Tra il ‘700 e l’800 si sviluppò una nuova tipologia di ospedale con la comparsa dei padiglioni. Tale soluzione cercava di rispondere, nel contempo, all’esigenza di una maggiore areazione ed illuminazione dello stabilimento e alla visione di una medicina orientata alla categorizzazione dei malati in base alle varie patologie. Venivano individuati ambienti ove isolare i contagiosi e spazi appositi per le attività chirurgiche. L’organizzazione a padiglioni rifletteva anche una nuova formulazione dei criteri di produttività e di controllo che caratterizzavano la rivoluzione industriale. D’altro canto questa scelta evidenziava importanti criticità quali la dispersione spaziale con la necessità di lunghi percorsi per il personale e i malati stessi quando dovevano spostarsi dalle degenze ai servizi, costi di costruzione e di gestione elevati.
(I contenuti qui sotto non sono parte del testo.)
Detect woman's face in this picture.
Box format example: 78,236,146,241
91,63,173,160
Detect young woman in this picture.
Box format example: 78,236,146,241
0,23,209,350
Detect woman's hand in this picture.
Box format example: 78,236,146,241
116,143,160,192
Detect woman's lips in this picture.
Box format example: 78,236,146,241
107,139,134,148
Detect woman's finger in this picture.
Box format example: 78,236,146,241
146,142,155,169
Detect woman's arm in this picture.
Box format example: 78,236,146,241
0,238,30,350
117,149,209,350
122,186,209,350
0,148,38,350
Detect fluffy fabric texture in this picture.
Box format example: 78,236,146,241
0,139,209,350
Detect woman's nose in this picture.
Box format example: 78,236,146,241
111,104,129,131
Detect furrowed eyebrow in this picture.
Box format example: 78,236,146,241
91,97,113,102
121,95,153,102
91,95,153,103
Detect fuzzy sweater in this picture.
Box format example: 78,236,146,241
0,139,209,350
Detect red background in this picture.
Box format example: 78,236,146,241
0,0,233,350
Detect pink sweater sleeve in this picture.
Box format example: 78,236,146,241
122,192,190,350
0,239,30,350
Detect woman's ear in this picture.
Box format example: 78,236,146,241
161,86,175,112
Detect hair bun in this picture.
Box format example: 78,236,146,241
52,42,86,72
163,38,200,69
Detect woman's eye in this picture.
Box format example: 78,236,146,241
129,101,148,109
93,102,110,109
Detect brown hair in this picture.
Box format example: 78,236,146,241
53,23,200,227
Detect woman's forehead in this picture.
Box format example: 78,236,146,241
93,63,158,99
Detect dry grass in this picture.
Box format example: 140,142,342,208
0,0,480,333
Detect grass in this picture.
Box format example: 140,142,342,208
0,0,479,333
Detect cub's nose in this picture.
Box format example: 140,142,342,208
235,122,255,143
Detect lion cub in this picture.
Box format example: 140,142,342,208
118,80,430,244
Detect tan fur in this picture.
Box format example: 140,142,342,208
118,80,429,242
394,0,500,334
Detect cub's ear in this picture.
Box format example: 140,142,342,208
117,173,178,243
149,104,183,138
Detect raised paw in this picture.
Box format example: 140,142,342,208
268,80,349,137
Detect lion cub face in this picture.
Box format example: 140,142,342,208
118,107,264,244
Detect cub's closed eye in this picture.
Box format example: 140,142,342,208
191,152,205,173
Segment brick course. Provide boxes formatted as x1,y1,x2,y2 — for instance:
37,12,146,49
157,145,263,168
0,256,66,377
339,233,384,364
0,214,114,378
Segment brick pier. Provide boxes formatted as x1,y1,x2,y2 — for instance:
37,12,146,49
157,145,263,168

Questa soluzione architettonica la si potrà vedere in abbozzo in una ristrutturazione dell’ospedale di Ostiglia e in modo più chiaro nella realizzazione, su progetto di Giulio Marcovigi, dell’ospedale di Mantova nel 1928. Nel ‘900 prevalse l’imperativo di una più razionale gestione degli spazi scegliendo soluzioni di compattezza e di sviluppo in verticale della struttura utilizzando veloci impianti di salita. Ciò è tra l’altro favorito dall’acquisizione di nuove tecniche di disinfezione che non rendono più necessari i dislocamenti delle aree di degenza. Nasceva l’ospedale “monoblocco” espressione di una sanità improntata a criteri di funzionalismo generalizzato ed efficientismo aziendalistico. Ne è un esempio l’ospedale Destra Secchia di Pieve di Coriano, completato nel 1977 su progetto di Epifanio Li Calzi, Ettore Fermi ed Enrico Fermi.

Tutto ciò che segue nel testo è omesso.